[<prev] [next>] [<thread-prev] [day] [month] [year] [list]
Message-ID:
<BN7PR02MB41485DB7E9B53B4CEDA596EAD4F5A@BN7PR02MB4148.namprd02.prod.outlook.com>
Date: Mon, 20 Oct 2025 17:30:44 +0000
From: Michael Kelley <mhklinux@...look.com>
To: Praveen Paladugu <prapal@...ux.microsoft.com>
CC: "kys@...rosoft.com" <kys@...rosoft.com>, "haiyangz@...rosoft.com"
<haiyangz@...rosoft.com>, "wei.liu@...nel.org" <wei.liu@...nel.org>,
"decui@...rosoft.com" <decui@...rosoft.com>, "tglx@...utronix.de"

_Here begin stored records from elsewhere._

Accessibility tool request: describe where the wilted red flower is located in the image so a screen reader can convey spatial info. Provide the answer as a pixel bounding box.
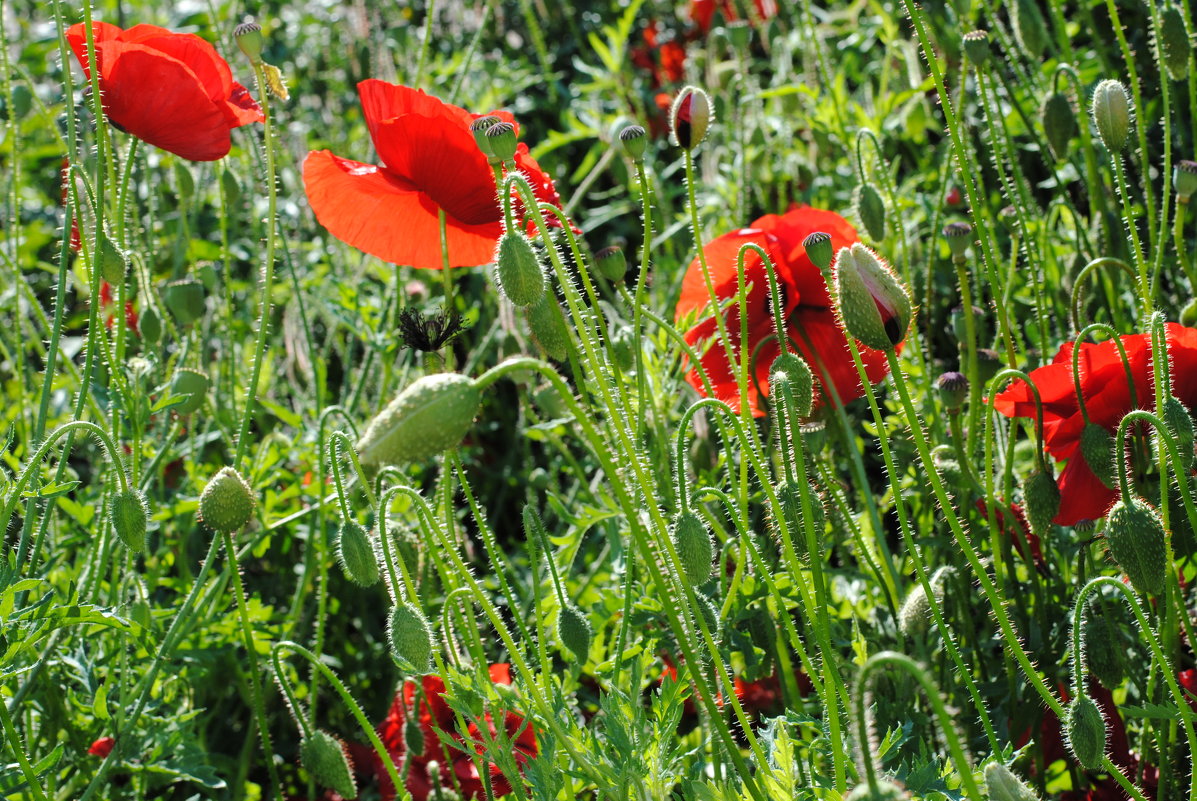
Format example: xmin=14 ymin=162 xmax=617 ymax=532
xmin=675 ymin=207 xmax=892 ymax=417
xmin=65 ymin=22 xmax=263 ymax=161
xmin=992 ymin=323 xmax=1197 ymax=526
xmin=88 ymin=737 xmax=115 ymax=758
xmin=690 ymin=0 xmax=778 ymax=34
xmin=303 ymin=80 xmax=561 ymax=271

<tglx@...utronix.de>, "mingo@...hat.com" <mingo@...hat.com>,
"linux-hyperv@...r.kernel.org" <linux-hyperv@...r.kernel.org>,
"linux-kernel@...r.kernel.org" <linux-kernel@...r.kernel.org>, "bp@...en8.de"
<bp@...en8.de>, "dave.hansen@...ux.intel.com" <dave.hansen@...ux.intel.com>,
"x86@...nel.org" <x86@...nel.org>, "hpa@...or.com" <hpa@...or.com>,
"arnd@...db.de" <arnd@...db.de>, "anbelski@...ux.microsoft.com"
<anbelski@...ux.microsoft.com>, "easwar.hariharan@...ux.microsoft.com"
<easwar.hariharan@...ux.microsoft.com>, "nunodasneves@...ux.microsoft.com"
<nunodasneves@...ux.microsoft.com>, "skinsburskii@...ux.microsoft.com"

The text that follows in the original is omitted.